Connor looked up at her, then plucked the device from her hand with two fingers tucked inside his hoodie sleeve. He wiped it off on his sweatshirt. "Walk toward the street," he informed her, calm, but commanding. There was no room for argument in his tone, gone metal hard and cold. He slowly set the tube down on the ground, put his arm around hers, and ducked his head, practically pulling her toward the street. "Right now." He couldn't be seen with her, but with his head ducked low and the hoodie pulled over his face, anyone would be hard pressed to recognize him. And there wasn't time to worry about anonymity, just this second, not when the people she’d stolen the grenade from might realize any second that one was missing, and detonate it just to see who had taken it from them.
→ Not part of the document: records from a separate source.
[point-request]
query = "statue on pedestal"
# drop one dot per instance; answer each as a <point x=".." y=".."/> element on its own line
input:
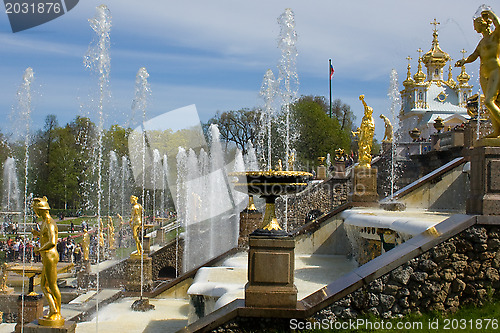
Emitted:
<point x="48" y="280"/>
<point x="388" y="129"/>
<point x="488" y="51"/>
<point x="136" y="223"/>
<point x="365" y="136"/>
He needed to get her a safe distance from the grenade, where she wouldn’t be hurt, or seen close by if it went off. Then he would call the explosives team. And then he could begin to worry about where the rest of the grenades were, and what the mob wanted with small, portable explosives.
"I don't love anyone," she said. "Those days have long since gone, left behind and I've nothing to show for it, really," she explained. There was the growing feelings she had for Adam, but she'd not made it this far in life without realizing when someone was soundly in the possession of another human being. He was single now, but it wasn't a true thing. He would get back together with the girl he loved, and he'd come around less and less. If anyone would have been able to win Adam away, it would have been Ainslie, and she'd not been able to, no matter all her soothing words about choosing matrimony.
"I pretend quite often," she said of being other people, but then he was telling her to walk toward the street. Her gaze dropped to the cylinder and its blinking blue light, and she wasn't daft enough to argue. She turned, and she walked. She ducked into Passages and, afraid to wait for whatever would come next, she fished out her key (fumbling twice) and went through her door.